Brianne: Yeah, I think, you know, luckily because of the eight years of intense therapy, twice a week, doing the 12 steps, sponsoring people, doing all that inner child work with trauma and sexual assault and all that stuff that I did, allowed me at this age to be like, here I am, flaws and all. Like, judge me. I've done bad things. I'm not a bad person. I've done the best I could with my life. And I used to be selfish and self seeking and I'm not anymore. So it was like, but I'm afraid if I didn't do that work, I would not be in a place of acceptance because I would still be chasing that outside validation, which I see a lot of people in my business still doing, at 40. You know, all the plastic surgery, all like trying to reinvent ourselves or whatever that is like. I'm just, I'm so grateful I reached this age and I was willing to, to peel that onion. I always say it's like unzipping my skin and crawling out of it and just standing there raw, completely exposed. I'm so grateful I did that because I can't imagine where I would be, and how much damage I would have caused, and how depressed, and who knows? I might not even have been here. Who knows.
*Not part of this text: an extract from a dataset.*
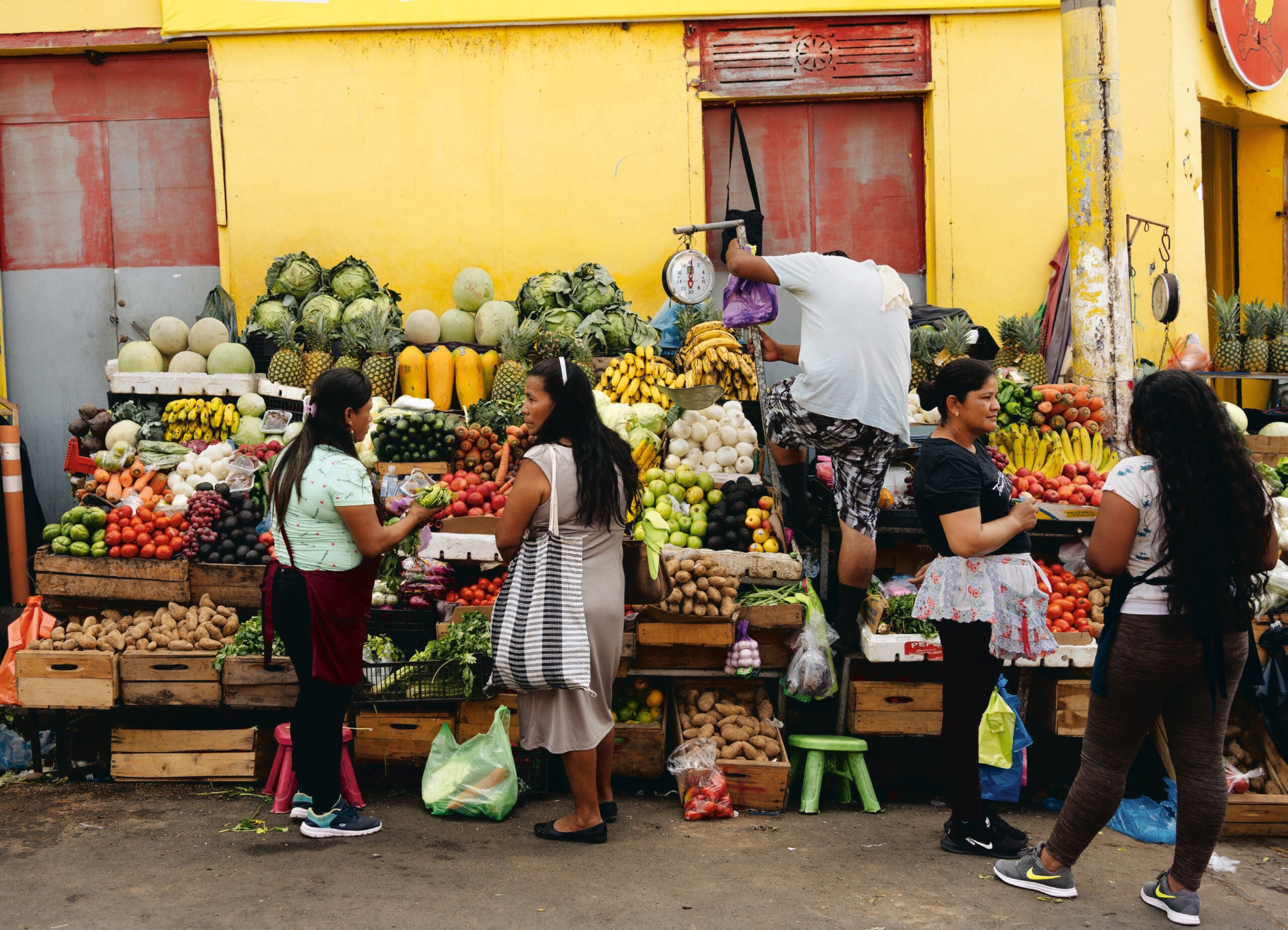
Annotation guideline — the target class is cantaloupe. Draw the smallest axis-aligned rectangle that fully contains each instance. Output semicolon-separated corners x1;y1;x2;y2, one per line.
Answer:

Stephanie: Something you just said almost knocked me over because I could be saying the same quote you just said, which is, when I was younger, I may have done bad things, but I'm not a bad person. And I used to be self centered and self seeking and I'm not anymore. I've evolved.

Stephanie: That actually just blew me away because while I like to qualify myself as a party girl, through my twenties and thirties, my, drug of choice was alcohol. And I like to say I did one thing and I did it well. So, there were moments in my, late twenties and thirties where I thought, do I have a problem?
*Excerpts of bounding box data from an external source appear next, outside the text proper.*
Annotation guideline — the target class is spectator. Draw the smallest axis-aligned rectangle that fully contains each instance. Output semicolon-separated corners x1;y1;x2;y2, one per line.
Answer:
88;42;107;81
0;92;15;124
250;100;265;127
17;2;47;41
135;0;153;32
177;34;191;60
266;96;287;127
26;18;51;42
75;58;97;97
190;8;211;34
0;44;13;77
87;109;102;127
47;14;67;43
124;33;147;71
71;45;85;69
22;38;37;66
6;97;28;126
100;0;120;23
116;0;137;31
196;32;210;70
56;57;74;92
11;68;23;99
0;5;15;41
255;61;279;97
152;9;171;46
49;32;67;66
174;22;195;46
Stephanie: Probably more in my twenties. Do I have a problem? But I could always stop. And so it, uh, it's not a problem. It's just, I like it. And it's the people I hung out with and, and that's fine, right. It, it, they, all these things make us who we are. So I don't have that same, addiction, challenge in my life.

Stephanie: And yet one of those things you just said I mean, I could be saying it about looking back at myself in my twenties. It's, it's just a major amazing how similar we all are, even though we think we are so, unique and different, and yet we go through so many of the same things.
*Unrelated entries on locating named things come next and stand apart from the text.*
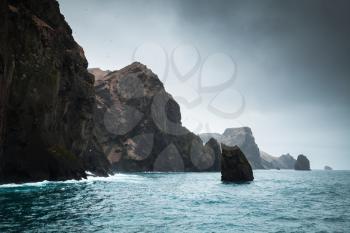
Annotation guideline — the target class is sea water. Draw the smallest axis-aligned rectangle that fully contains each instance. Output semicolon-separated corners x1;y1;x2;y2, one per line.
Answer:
0;170;350;232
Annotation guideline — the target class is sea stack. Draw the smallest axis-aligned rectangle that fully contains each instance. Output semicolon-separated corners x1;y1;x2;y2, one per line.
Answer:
294;155;311;171
221;144;254;182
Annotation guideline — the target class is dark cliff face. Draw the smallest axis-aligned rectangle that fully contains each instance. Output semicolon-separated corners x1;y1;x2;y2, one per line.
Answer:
0;0;109;182
90;62;217;171
294;155;311;171
200;127;264;169
221;144;254;182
Brianne: I know, I think that's the beautiful thing about self-reflection is that you are not unique and you are not different.

Brianne: You know, like we always tell our children, like you're so unique and special. It's like, no, you're actually just this teeny, teeny on the planet. And I think when we humble ourselves and we ground ourselves in that, we are no different from anybody else. We are no better or less than. And I'm just a worker among workers on this planet trying to make it better.

Brianne: And I think coming from that place is what's really grounded me and given me forgiveness to myself, forgiveness to others. You know, we all do the best we can in this situations because underneath all us humans want the same thing. We want love. We don't want to be abandoned. We want to have intimacy, but most of us are fearful of it. And, you know, that's it, plain and simple.

Stephanie: Before I came across you, I'm not sure that I would have said that I knew anybody who was a sex addict. I had never heard the term love addict before you. We're so more accustomed or, familiar with, alcoholism and drug addiction.

Stephanie: I actually dated a man while I was in my thirties, who was an alcoholic. And it was interesting because I thought, while I was with him - I did a lot of making excuses for him - and I always thought he might've had a problem and it was a little a alcoholic kind of thing, like he got out of hand.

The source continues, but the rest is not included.